Shapley values applied to policy #

Before applying the method, we need to define terms and try to understand them.

  • Policy takes a state and returns the probability distribution over possible actions.
  • Observation is the state with some of the features (cells) hidden.

The first method to interpret the reinforcement learning model is to apply shapley values directly to the policy,

The value function used to evaluate a policy, as defined in the paper, is the expected probability of each action over the distribution of possible states (given current partial observation).

\(v^\pi(C) = \pi_c(a|s) = \sum_{s' \in S} p^\pi(s'|s_C) \pi(a|s') \)

Where C is the observation (with the features from the coalition), \(p^\pi(s’|s_C)\) is the probability of seeing state \(s’\) given the observation \(s_C\) .

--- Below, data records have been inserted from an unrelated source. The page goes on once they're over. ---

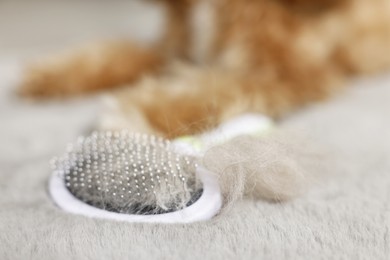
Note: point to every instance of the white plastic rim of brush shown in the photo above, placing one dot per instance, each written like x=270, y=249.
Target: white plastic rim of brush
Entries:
x=245, y=124
x=206, y=207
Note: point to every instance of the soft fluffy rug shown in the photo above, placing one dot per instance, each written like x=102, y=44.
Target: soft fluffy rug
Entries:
x=346, y=216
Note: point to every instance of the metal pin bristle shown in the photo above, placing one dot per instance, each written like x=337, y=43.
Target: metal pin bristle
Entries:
x=129, y=173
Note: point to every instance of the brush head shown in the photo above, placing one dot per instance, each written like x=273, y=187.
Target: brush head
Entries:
x=129, y=173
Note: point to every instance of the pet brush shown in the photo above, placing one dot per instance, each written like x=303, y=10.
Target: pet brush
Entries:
x=133, y=177
x=141, y=178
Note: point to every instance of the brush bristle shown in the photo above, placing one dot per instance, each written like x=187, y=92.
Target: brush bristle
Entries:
x=129, y=173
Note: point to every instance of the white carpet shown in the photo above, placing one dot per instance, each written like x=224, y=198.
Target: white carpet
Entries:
x=346, y=217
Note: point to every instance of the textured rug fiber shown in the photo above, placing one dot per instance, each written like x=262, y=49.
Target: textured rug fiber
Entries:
x=346, y=216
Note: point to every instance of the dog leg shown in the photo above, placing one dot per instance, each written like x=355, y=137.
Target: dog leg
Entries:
x=97, y=67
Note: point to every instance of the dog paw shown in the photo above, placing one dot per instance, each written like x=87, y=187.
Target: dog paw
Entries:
x=38, y=82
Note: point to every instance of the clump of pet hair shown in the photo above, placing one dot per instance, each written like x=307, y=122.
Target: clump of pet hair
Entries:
x=269, y=168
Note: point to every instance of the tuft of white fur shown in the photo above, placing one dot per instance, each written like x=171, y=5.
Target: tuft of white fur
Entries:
x=260, y=168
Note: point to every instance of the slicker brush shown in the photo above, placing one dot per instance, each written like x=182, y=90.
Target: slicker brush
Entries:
x=135, y=177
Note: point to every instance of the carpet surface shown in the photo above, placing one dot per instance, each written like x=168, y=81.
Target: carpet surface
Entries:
x=347, y=216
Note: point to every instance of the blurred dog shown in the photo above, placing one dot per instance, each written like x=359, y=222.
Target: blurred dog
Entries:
x=235, y=56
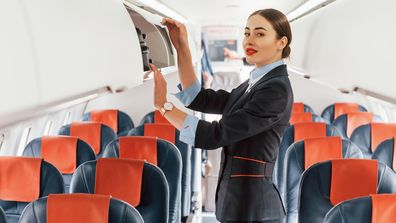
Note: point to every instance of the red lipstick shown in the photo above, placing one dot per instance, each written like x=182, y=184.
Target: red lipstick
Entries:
x=250, y=51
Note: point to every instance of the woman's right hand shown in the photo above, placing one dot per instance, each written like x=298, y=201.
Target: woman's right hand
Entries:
x=177, y=33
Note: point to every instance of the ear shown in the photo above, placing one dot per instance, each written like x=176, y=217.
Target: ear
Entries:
x=282, y=42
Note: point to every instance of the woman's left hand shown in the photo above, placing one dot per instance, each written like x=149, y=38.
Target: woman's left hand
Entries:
x=159, y=88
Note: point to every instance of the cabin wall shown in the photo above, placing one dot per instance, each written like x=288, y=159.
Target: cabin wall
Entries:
x=348, y=44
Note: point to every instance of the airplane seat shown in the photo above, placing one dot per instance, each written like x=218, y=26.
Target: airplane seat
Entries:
x=15, y=193
x=299, y=117
x=2, y=216
x=293, y=134
x=158, y=152
x=302, y=155
x=118, y=120
x=376, y=208
x=347, y=123
x=326, y=184
x=385, y=153
x=332, y=111
x=136, y=182
x=368, y=137
x=153, y=117
x=66, y=153
x=171, y=134
x=87, y=208
x=95, y=134
x=301, y=107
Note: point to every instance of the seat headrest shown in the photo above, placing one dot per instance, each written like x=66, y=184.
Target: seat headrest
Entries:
x=381, y=132
x=65, y=208
x=60, y=151
x=90, y=132
x=342, y=108
x=352, y=178
x=383, y=208
x=356, y=119
x=14, y=173
x=138, y=148
x=298, y=107
x=107, y=117
x=320, y=149
x=162, y=131
x=309, y=130
x=300, y=117
x=158, y=118
x=120, y=178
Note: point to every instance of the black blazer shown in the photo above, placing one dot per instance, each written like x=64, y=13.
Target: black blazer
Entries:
x=249, y=132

So, to calculate the Shapley value for each feature for every action, we first need to get all partial observations:

impl Grid {
    pub fn all_subsets(&self) -> Vec<Observation> {
        let positions: Vec<_> = self.positions().collect();
        powerset(&positions)
            .into_iter()
            .skip(1) // Skip the set itself
            .map(|positions| Observation {
                positions,
                grid: self.clone(),
            })
            .collect()
    }
}

Then, for every observation we calculate the value function for it and for the observation without the feature we’re calculating for:

let observations = grid.all_subsets();
let n = grid.positions().count(); // number of all features
observations
    .iter()
    .cloned()
    .map(|observation| {
        let base_value = value(feature, &observation);
        let s = observation.positions.len();
        let scale = factorial(s) as f64 * factorial(n - s - 1) as f64 / factorial(n) as f64;

        let featureless = observation.subtract(feature);

        let mut value = base_value - value(feature, &featureless);
        value *= scale;
        value
    })
    .fold(Grid::zero(), Grid::add)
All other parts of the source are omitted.